Ao rufar dos tambores




                               

            No domingo, oito de outubro, Uberlândia  encheu-se de cores, de música , de dança e de rufar de tambores. De todos os cantos da cidade chegaram , na Praça Rui Barbosa, os ternos do Congado, uma festa de origem africana. Um ritual do povo negro em homenagem à Nossa Senhora do Rosário e aos santos negros, São Benedito e Santa Efigênia.

            Das janelas do meu apartamento, eu assisti tudo. A Banda Municipal iniciou as comemorações e os ternos desceram pela Avenida Floriano Peixoto. Quando chegavam na praça em frente à igreja do Rosário, acontecia o apogeu das danças, dos cantos e do rufar dos tambores, na apresentação para a imagem de Nossa Senhora do Rosário, cercada de flores.
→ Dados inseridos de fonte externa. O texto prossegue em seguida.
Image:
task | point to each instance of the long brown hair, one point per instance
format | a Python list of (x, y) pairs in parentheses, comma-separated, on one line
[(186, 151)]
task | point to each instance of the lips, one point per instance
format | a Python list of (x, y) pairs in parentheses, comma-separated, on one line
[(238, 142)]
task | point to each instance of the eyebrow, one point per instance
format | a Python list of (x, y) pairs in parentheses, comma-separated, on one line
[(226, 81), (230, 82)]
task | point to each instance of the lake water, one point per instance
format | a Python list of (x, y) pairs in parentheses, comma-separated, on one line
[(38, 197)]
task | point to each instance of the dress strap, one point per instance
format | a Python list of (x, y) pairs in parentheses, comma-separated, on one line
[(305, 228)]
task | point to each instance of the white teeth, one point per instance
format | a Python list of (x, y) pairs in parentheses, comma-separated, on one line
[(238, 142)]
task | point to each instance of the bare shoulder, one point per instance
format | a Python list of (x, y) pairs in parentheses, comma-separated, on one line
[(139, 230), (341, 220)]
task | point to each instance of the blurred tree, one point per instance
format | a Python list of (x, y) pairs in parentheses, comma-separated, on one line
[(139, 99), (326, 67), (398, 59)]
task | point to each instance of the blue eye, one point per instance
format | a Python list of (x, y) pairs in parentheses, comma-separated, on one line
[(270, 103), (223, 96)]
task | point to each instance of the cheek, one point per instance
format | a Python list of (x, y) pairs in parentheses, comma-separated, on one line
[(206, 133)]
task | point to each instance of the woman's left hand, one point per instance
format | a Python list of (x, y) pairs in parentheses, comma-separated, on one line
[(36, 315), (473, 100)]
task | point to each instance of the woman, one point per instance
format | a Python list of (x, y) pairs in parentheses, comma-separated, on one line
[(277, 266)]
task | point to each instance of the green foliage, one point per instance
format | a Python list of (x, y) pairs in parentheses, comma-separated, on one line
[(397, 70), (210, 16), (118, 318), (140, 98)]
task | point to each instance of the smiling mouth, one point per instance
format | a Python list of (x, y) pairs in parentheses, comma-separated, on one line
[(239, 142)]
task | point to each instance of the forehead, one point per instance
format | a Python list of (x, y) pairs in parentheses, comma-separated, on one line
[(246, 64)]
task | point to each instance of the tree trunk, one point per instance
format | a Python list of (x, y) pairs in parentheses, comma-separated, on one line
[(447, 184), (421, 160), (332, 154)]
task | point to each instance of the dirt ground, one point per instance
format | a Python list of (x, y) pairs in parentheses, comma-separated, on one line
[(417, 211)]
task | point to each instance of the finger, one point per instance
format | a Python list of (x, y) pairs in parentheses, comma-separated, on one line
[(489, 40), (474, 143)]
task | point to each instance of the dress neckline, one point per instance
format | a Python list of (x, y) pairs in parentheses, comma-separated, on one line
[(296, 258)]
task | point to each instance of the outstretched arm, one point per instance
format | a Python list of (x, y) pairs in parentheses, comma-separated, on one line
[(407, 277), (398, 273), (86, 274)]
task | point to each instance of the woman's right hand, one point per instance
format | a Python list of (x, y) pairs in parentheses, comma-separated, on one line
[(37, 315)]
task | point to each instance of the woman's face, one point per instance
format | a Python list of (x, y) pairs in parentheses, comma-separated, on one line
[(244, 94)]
             Foi tudo bem organizado e de acordo com a tradição  das raízes do Congado.   Cada terno tem os seus componentes, a sua vestimenta, o seu canto, o rei , a rainha, as princesas, o capitão. E anjinhos também. O terno vai devagar, cadenciado, tocando e dançando em louvor à santa. O tipo de movimento e de dança é sempre o mesmo: saltitante, marcada pela ginga e pelo cruzamento de pernas e de pés. A direção é  horizontal, com deslocamentos laterais, dois passos pra lá, dois pra cá, certinhos. O capitão, que é o líder,  vai na frente, cantando os versos e os demais respondem em coro. Os cantos são destinados a tirar o grupo da ação das forças ruins e a invocar a proteção de Nossa Senhora. Falam dos sofrimentos da escravidão, dos lamentos de um povo arrancado de sua terra. Ao mesmo tempo que  invocam os santos e as forças do alto, também são cantos de redenção , de esperança de uma vida melhor. São espontâneos, curtos e singelos, como alguns exemplos de cantos do Congado que encontrei na internet: "trabalha nêgo, trabalha direito, a Senhora do Rosário merece o nosso respeito";  "ora viva, cai sereno, na aba do meu chapéu, a bandeira hoje ela sobe, pra ficar perto do céu; " ô viva nosso rosário, ô viva São Benedito, eu danço este reinado, danço porque acredito". Também há cantos de gratidão à Princesa Isabel, pela libertação dos escravos: " no tempo do cativeiro, preto não tinha valor, salve a Princesa Isabel, que o preto libertou". "no dia 13 de maio, eu amarrado na corrente, veio Princesa Isabel, nêgo véio libertou, foi Nossa Senhora, que esse nego véio salvou."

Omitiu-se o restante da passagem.